As an export-oriented economy in which sales to the United States account for 3 percent of the country’s gross domestic product (GDP), Beijing knows that China’s prosperity is much more vulnerable to Sino–U.S. trade than American prosperity is. Private analysts estimate that this trade involves some 16 million Chinese workers. With this much at stake and economic troubles to worry about, China’s trade negotiators have no desire to antagonize their American counterparts with triumphant declarations on currency matters.
More fundamentally, Chinese authorities know—or should know—how very far the yuan is from achieving global reserve status. To be sure, the U.S. economy and the dollar no longer have the overwhelming dominance they once did. That is clearly a consideration that every nation on Earth has taken into account.
Even so, no other currency—especially the yuan—has the necessary characteristics to take the role over from the dollar. What may make Beijing even less eager to tout the yuan as a dollar replacement is the realization that the yuan could only gain the necessary characteristics to supplant the dollar if the Chinese Communist Party (CCP) becomes willing to ease the tight financial and currency controls that it otherwise treasures and is not likely to surrender.
Yet for all this effort, and the expense that goes with it, the dollar still dominates. Some 80 percent of global trade is conducted in dollars, even when Americans are not involved. The dollar lies on one side or the other in some 90 percent of all currency transactions. In contrast, the yuan is present in a mere 4 percent of such transactions, and even the euro can claim only 30 percent.
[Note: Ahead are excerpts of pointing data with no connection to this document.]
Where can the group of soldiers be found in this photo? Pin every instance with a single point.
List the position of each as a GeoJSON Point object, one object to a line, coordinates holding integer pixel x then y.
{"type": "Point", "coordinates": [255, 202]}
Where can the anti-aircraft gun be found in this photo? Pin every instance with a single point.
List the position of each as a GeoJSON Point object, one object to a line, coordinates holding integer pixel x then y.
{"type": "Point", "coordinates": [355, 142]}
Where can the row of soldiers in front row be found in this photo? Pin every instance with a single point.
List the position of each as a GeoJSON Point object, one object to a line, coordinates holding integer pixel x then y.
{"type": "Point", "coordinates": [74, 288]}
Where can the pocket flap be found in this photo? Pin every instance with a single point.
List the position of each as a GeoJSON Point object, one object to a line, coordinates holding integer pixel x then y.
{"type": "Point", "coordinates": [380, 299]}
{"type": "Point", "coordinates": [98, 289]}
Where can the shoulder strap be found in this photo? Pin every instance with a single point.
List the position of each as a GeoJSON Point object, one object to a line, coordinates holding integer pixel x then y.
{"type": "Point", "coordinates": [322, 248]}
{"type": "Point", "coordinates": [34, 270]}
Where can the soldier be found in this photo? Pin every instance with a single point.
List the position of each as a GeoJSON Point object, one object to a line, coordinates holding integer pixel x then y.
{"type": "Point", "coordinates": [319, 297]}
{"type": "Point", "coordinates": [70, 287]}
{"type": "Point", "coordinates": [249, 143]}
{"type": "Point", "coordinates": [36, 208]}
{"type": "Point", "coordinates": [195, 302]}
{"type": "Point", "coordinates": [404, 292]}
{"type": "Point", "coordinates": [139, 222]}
The conversion of Egyptian pounds into yuan, for instance, typically occurs via the dollar. These powerful relationships have taken years to develop, and it would take years for the yuan to unwind in its favor.
Liquidity presents a second challenge for the yuan. It is possible to trade dollars and dollar assets 24 hours a day, seven days a week. Dollar markets are so large and well developed that people can move huge sums easily and with minimal effect on prices of either currencies or financial assets. Dollar markets also offer a huge variety of financial instruments, making them attractive to traders and their financial backers who, in the course of their business, must hold balances in whatever currency serves as the “global reserve.” These crucial players treasure these characteristics and know that the yuan-based markets cannot match them.
As should be clear, the CCP in the best of circumstances would face years of effort and promotion even to begin to challenge the dollar’s global position. And it is not even clear that Beijing wants to make the needed sacrifices. To do so, for instance, would require regulators to abandon the tight control over the yuan’s foreign-exchange value and let it float freely on global currency markets.
To offer exporters, importers, and their financial supporters the liquidity and a variety of investment instruments they need, Beijing would have to give up its present insistence on controlling capital and investment flows into and out of the country. Theoretically, of course, Beijing could make such adjustments. Still, since they would fly in the face of the CCP’s obsession with control, the yuan fails even as a starter in competition with the dollar for global reserve status.